昨日よりもはっきりと見える白の世界に、私は息を呑んだ。
見上げても月はないし、輝く無数の星たちもいない。
けれど道は照らされている。
そうしてその一歩を踏み出した。
その瞬間。
ダンッ!!!
『っ!!!』
突然のことに一瞬、何が起きたか分からなかった。
降り続ける雪を見つめ、覚悟を決めて歩き出そうとした時、突然見えた人影に私は部屋に戻されていたのだ。
激しい音と共に私は人影に押し倒され、叫ぶ間もなくその誰かの冷たい手に口を塞がれる。
衝撃と共に瞑った瞳をゆっくりと開ければ、私と同じくらいの体格をした少年がいた。
少し跳ねた金色の髪。
彼はまるで誰かに追われているようだった。
私の口を塞いだまま扉の方を気にしている少年はこちらを一切見ない。
片方の手は器用にこの手を押さえつけ動けないようにしていた。
恐怖に心臓が震える。
もし彼が私を殺しに来ていたら?
そうしたら私の人生は、ここで終わるの?
そんな最悪な状況ばかりを想像して、必死に声を出そうともがいた。
しかし次の瞬間、私は言葉を失うのだった。
扉の方をじっと見つめていた彼は、やがてこちらを向いて動きを止めた。
私と同じようにその少年も言葉を失っているようだった。
二人共、まるで時が止まったかのように見つめあう。
「あん…た…誰だ?なんで、僕と同じ顔…」
そうして目の前の少年は困惑するようにそう言うとやがて私を見て怖がるように後ろへ後ずさった。
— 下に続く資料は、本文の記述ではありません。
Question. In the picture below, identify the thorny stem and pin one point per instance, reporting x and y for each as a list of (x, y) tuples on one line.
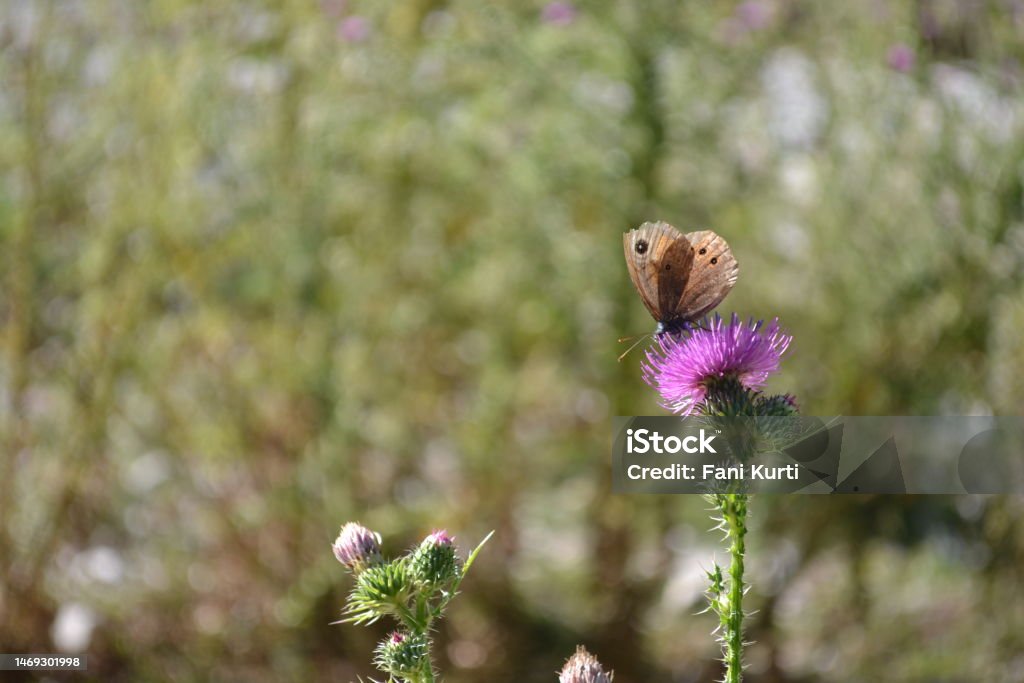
[(733, 508)]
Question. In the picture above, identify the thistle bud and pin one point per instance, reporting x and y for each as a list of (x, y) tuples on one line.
[(584, 668), (402, 654), (357, 547), (434, 561)]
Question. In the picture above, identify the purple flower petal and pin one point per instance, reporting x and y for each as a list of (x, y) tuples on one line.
[(900, 58), (680, 369), (353, 29), (559, 13)]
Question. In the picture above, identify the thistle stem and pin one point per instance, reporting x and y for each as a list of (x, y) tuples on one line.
[(733, 508)]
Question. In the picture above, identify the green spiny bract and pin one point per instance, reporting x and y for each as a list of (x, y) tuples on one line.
[(434, 561), (384, 589), (402, 654)]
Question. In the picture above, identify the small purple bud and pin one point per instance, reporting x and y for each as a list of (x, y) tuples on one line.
[(353, 29), (558, 13), (584, 668), (357, 547), (900, 58), (439, 538)]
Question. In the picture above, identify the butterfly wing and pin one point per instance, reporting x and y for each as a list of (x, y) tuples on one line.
[(713, 273), (658, 258)]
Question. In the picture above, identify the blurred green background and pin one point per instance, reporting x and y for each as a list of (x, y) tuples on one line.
[(268, 267)]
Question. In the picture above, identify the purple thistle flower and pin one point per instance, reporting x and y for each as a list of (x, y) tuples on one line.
[(900, 58), (681, 369), (583, 668), (357, 547), (558, 13)]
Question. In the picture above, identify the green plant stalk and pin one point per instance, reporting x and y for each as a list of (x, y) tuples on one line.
[(734, 515)]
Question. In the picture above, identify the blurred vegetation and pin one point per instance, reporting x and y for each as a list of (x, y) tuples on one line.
[(268, 267)]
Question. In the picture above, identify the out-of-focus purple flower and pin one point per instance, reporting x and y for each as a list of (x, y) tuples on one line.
[(353, 29), (900, 57), (559, 13), (583, 668), (357, 547), (334, 7), (682, 369), (754, 14)]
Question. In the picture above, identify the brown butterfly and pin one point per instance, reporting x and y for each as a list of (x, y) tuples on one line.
[(679, 276)]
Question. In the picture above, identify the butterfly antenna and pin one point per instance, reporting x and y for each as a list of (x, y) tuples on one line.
[(638, 341)]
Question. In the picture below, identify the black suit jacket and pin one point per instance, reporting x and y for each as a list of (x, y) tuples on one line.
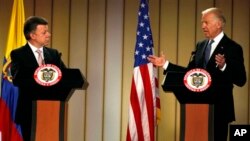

彼の言う通り、私たちはまったく同じ顔をしていたのだ。
ただ、髪の色と長さが違うだけの、同じ顔。
少年は目を見開き私の姿に酷く動揺していた。
『…あの』
「ち、近づくな悪魔!!」
『…、』
言葉を続けようとして私は黙り込んだ。
今彼の口から悪魔という声が聞こえた。
私が、悪魔?
どうして?
そんな疑問が頭に浮かび、ゆっくり近づく。
けれど少年は酷く怯えた様子で私を拒絶した。
「な、なんなんだよあんた!穢らわしい黒髪の上に、なんで僕と同じ顔なんだ!!気持ち悪いんだよ!!」
『…』
あまりの言われように、私は思わずカチンときて怯える彼に構わず側まで行くと、その胸ぐらを掴んで顔を寄せた。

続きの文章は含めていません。